For Immediate Release

Contact: Taylor Haulsee

 

WASHINGTON — Speaker Johnson joined Hugh Hewitt this morning to discuss the topline spending agreement and Biden’s border crisis.

 

Below are excerpts from the interview.

 

Click here to listen to the Speaker’s interview

 

On the spending deal:

 

“This is actually a good deal. It’s not the deal that you and I would construct right from the beginning, but everybody has to remember, we will literally have this month, the smallest majority in the history of the U.S. Congress. I think there was one Congress, the 65th Congress in 1917, a hundred seven years ago, that had a smaller margin. We’ll be down to a one vote margin Hugh. So, we have to deal in the realm of reality. We only control one half of one third of the federal government, right? One chamber of Congress.
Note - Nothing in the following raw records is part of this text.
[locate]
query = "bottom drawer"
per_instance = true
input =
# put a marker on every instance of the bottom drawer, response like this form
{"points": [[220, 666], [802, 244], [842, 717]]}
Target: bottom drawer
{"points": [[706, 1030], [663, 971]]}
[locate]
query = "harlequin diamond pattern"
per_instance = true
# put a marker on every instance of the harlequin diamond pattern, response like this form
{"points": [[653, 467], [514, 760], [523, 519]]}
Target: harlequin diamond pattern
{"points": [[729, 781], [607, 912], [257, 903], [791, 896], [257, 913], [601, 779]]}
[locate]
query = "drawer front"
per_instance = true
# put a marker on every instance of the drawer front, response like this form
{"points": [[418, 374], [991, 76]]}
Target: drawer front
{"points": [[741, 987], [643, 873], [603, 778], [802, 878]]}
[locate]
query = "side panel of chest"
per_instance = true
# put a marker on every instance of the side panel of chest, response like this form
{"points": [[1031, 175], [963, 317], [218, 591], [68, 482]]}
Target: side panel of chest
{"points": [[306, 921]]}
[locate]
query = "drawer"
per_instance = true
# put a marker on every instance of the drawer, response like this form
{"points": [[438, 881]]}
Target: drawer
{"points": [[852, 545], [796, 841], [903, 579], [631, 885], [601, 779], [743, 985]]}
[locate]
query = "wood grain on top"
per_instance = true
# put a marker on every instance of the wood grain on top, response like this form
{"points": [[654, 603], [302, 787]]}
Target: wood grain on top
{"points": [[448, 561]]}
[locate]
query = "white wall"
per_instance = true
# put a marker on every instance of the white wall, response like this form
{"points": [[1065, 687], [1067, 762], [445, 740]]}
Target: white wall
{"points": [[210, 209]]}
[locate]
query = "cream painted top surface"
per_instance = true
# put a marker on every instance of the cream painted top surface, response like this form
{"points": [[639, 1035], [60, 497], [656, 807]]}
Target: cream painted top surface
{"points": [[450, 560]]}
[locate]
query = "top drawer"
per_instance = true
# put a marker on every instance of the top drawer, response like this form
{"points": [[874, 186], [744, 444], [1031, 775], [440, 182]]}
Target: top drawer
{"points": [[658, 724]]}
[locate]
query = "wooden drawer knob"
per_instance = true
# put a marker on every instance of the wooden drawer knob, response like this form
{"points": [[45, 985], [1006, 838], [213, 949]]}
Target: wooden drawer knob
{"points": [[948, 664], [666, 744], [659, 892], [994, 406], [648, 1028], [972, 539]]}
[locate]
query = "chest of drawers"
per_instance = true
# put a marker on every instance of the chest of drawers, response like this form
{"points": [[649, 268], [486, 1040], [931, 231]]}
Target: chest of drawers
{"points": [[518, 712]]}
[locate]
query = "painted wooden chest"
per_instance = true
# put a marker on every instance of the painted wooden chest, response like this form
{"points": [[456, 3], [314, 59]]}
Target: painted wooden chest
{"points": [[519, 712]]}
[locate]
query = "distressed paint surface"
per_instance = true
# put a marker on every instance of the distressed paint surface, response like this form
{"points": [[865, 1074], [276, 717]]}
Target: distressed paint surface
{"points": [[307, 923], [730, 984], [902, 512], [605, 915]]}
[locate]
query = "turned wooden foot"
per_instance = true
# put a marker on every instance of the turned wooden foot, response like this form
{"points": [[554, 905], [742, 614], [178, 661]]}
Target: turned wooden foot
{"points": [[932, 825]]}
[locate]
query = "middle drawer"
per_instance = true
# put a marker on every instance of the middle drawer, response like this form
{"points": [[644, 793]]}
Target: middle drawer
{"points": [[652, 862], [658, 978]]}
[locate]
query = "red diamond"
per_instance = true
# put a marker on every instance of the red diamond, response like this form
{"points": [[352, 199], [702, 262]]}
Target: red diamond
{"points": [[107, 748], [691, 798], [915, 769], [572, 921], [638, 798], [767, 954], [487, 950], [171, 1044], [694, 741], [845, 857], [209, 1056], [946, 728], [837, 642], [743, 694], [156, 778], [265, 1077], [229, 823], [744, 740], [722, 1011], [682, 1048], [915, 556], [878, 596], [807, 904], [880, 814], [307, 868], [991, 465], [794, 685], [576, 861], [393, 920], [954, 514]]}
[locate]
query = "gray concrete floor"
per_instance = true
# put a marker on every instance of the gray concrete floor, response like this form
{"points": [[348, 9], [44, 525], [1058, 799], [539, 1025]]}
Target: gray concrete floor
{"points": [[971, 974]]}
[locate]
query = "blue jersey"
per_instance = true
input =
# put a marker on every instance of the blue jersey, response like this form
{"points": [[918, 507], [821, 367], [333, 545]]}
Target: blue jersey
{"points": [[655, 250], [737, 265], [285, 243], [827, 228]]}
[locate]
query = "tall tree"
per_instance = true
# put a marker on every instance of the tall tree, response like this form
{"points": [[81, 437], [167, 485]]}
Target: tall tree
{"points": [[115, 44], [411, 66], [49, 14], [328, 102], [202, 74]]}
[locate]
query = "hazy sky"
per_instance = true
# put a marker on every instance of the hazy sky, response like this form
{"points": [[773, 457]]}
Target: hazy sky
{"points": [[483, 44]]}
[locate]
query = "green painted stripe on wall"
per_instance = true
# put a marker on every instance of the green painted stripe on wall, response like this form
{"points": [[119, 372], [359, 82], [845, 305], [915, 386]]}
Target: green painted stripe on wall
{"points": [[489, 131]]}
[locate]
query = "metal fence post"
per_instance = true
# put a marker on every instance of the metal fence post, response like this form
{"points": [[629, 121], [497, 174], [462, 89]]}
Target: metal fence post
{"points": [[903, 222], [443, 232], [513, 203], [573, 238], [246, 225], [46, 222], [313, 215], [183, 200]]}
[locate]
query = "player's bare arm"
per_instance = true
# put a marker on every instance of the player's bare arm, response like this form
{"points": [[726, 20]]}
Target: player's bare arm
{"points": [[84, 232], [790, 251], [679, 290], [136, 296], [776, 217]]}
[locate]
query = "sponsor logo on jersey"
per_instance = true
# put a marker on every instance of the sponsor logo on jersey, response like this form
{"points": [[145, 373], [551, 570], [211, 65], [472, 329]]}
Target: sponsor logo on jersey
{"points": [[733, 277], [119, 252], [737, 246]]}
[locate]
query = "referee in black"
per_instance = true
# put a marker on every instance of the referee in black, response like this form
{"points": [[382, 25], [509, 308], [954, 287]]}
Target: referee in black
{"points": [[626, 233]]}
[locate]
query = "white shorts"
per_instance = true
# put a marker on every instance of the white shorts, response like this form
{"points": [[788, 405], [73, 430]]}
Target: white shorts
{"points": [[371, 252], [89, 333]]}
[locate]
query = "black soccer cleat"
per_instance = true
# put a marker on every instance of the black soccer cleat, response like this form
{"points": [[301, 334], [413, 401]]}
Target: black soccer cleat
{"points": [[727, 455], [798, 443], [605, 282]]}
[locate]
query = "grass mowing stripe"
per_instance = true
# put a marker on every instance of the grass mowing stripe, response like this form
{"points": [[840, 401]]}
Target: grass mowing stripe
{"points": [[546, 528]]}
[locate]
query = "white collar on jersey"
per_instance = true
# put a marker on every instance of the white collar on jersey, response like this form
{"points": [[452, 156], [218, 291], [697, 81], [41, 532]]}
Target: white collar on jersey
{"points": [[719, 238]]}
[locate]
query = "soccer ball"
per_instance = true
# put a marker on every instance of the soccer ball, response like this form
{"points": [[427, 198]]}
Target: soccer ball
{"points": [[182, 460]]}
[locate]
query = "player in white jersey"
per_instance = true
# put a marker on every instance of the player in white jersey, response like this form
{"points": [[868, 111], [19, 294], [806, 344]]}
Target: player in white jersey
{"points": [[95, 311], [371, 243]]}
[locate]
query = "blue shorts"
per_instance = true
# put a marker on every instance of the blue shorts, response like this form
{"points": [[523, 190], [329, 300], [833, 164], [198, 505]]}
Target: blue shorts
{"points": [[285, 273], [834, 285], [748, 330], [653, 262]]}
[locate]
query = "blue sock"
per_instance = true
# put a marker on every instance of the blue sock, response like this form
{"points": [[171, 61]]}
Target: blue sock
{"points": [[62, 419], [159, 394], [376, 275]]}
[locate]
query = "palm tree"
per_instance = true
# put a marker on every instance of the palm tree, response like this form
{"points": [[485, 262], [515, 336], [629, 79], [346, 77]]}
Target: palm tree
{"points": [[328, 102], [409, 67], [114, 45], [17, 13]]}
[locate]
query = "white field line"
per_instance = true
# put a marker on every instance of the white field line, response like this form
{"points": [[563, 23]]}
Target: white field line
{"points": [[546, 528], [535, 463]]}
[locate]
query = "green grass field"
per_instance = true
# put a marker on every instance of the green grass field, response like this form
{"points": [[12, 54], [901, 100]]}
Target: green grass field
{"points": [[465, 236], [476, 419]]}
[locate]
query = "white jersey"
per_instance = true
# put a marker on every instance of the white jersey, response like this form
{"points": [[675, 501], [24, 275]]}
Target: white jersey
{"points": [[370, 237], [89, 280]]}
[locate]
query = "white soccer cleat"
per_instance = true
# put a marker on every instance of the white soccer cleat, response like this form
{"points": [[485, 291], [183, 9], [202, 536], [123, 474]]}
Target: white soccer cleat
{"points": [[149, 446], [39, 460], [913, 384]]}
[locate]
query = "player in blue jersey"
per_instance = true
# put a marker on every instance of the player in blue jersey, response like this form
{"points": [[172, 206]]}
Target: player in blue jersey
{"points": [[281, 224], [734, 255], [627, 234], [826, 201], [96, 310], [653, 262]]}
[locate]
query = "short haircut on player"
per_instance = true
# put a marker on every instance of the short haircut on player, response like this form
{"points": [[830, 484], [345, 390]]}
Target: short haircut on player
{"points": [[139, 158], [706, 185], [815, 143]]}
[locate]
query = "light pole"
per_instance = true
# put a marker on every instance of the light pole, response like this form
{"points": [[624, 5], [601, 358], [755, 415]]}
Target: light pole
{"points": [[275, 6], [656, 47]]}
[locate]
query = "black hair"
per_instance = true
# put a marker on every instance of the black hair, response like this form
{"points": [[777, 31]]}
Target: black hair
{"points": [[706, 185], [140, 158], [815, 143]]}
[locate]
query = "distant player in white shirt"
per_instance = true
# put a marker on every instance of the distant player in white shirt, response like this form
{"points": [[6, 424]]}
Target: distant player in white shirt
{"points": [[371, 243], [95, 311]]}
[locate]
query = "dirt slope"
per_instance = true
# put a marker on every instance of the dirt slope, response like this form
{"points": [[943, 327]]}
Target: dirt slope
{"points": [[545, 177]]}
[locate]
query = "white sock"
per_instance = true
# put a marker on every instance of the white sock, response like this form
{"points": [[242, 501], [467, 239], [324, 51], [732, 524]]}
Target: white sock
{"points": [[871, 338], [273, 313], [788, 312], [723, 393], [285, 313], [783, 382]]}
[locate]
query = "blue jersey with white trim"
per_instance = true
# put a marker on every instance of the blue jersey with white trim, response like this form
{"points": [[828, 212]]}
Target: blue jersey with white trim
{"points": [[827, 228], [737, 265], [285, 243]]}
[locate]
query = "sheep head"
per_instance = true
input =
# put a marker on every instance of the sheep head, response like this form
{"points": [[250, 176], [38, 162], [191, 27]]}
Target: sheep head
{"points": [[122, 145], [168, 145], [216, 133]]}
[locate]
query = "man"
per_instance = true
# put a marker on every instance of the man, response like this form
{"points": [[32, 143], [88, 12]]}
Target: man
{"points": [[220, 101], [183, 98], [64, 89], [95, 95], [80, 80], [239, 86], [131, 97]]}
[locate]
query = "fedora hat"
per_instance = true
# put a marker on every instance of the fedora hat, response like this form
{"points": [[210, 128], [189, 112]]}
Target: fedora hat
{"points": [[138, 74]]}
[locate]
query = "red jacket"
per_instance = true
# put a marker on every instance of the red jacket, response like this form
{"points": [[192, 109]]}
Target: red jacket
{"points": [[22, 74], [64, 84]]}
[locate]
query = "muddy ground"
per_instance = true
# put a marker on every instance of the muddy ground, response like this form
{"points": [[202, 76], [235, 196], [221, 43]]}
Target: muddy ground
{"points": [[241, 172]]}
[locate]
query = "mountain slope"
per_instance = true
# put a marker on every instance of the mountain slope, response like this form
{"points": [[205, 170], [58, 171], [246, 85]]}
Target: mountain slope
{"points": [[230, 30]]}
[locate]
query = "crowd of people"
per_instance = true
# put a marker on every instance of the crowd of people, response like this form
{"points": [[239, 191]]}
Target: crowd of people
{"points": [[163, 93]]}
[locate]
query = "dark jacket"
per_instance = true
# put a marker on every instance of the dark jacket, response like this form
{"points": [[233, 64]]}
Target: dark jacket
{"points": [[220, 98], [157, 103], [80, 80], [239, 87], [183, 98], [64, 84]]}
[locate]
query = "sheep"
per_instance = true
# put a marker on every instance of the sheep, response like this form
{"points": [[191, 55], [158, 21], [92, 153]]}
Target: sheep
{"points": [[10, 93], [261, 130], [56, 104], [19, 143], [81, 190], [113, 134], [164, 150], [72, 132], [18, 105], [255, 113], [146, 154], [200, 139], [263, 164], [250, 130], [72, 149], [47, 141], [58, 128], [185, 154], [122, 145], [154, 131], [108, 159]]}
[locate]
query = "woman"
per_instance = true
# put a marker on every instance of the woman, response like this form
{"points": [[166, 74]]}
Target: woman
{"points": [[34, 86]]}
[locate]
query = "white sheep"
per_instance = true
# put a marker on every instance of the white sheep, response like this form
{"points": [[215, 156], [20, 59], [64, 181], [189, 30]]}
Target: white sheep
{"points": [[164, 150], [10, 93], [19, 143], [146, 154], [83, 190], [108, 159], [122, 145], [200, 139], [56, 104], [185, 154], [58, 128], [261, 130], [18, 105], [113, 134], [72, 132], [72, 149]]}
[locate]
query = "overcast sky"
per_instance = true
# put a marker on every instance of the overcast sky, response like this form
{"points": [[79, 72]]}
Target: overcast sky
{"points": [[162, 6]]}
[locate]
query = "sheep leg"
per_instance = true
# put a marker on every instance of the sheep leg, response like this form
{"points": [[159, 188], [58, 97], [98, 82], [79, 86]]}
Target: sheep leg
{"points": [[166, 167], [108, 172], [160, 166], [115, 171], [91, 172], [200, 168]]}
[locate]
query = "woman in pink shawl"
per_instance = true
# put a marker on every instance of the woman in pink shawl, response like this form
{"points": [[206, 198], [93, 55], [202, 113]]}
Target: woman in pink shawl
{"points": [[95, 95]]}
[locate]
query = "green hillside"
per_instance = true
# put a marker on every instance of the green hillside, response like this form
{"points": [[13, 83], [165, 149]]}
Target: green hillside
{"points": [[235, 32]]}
So, under those circumstances, we got a really good deal here. It’s the first cut to non-defense spending in many years. It significantly cuts the side agreements that were negotiated last year under the Fiscal Responsibility Act, the FRA, and replaces that with $16 billion in real spending cuts. We took $10 billion more out of the IRS flush fund that the Biden Administration fought so hard for. We took $16 billion total, but $6.1 of that comes from the Covid-era slush fund. We got a lot of money for the taxpayers saved here, and at the end of the day, we got more for defense, and we cut non-defense discretionary spending. That’s always been a priority of ours. And that’s what we, that’s what we are handed here.”

 

On fixing Biden’s border crisis:

 

“We passed H.R. 2 almost eight months ago, and that was our signature piece of legislation that secured the border, because we restored the remain in Mexico policy that worked so effectively under the Trump administration. We ended the catch and release program. You know, Secretary Mayorkas has admitted over the last week that 85% of the people that are coming across that border illegally are just released into the country. And I took 64 House Republicans down to Eagle Pass at the epicenter just last week and saw it with our own two eyes. It is an absolute catastrophe. So we’ve got to restore those policies that work. We do need to rebuild the wall, and we need to make sense of the asylum process and the and the parole process that are broken. And that’s what our bill did. It’s been sitting on Chuck Schumer’s desk for that many months collecting dust. Right now, there’s a negotiation in the Senate, between the White House and the Senate, on some sort of proposal that would solve this. But we have yet to see the text of it. And I’ll just say I’m cautiously optimistic here. We’ll have to see what develops.”